It is not a question of ‘if’ the industry will see a softening in the used-car market, it’s a matter of how much, and when, TD Auto President and Chief Executive Andrew Stuart told Auto Finance News.
“We’ve got a storm coming that says there was pent-up demand, we’ve sort of sold through that as an industry, and then you’ve got increased supply coming as a result of the increase in the leasing market over the last several years,” he said. “Then there’s no doubt in my mind that you’re going to see downward pressure.”
Leasing represented about 33.6% of the market in the fourth quarter of 2015, up from 23% in 4Q10, according to Stuart, and with lease terms typically at 36- to 48-months, the used market will soon see in influx of young, used cars.
“The figures that we’re seeing last year in 2015, lease returns were about 2.6 million,” he said. “This year they’re estimating 3.1 million, in 2017 – based on the leases that are in the market and due to return – we’re looking at 3.6 million across the industry, and the going up to 4 million in 2018.”
The biggest complication will be downward pressure on used pricing, however there is “opportunity there,” because that pressure will make used cars more affordable, Stuart said.
“I think that everyone would agree that the new car market is going to taper off a bit,” he said. “If we hit 17.6 million [sold] this year, most economists are calling for a little bit of softening maybe 17.3 million next year, and maybe a little more softening the year after – I see the increased opportunity being that there will be more used cars available to kind of back fill some of that space.”
If the banks shifts its focus and create products geared toward the used market, then the influx of used supply will “be a good thing for us,” he added.
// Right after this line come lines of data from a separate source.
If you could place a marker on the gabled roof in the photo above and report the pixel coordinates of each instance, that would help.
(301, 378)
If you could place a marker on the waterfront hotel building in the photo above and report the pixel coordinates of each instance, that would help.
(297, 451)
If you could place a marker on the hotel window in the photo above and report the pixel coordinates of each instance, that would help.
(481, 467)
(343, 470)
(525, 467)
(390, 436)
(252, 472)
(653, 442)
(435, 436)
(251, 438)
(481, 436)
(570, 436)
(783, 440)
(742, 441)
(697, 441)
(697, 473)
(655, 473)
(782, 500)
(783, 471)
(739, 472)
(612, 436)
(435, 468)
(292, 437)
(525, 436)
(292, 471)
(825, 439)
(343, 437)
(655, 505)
Lenders that do offer leasing should prepare to adjust residual values, Stuart said, particularly if those values were set three or four years ago. “That’s going to affect you,” he said. “And a lender that’s not playing in the lease space, the biggest impact on us would be on loans that default and we’re disposing of through auction, so you’ll certainly seen some downward pressure on loss given default — that will affect us, and think we all need to prepare.”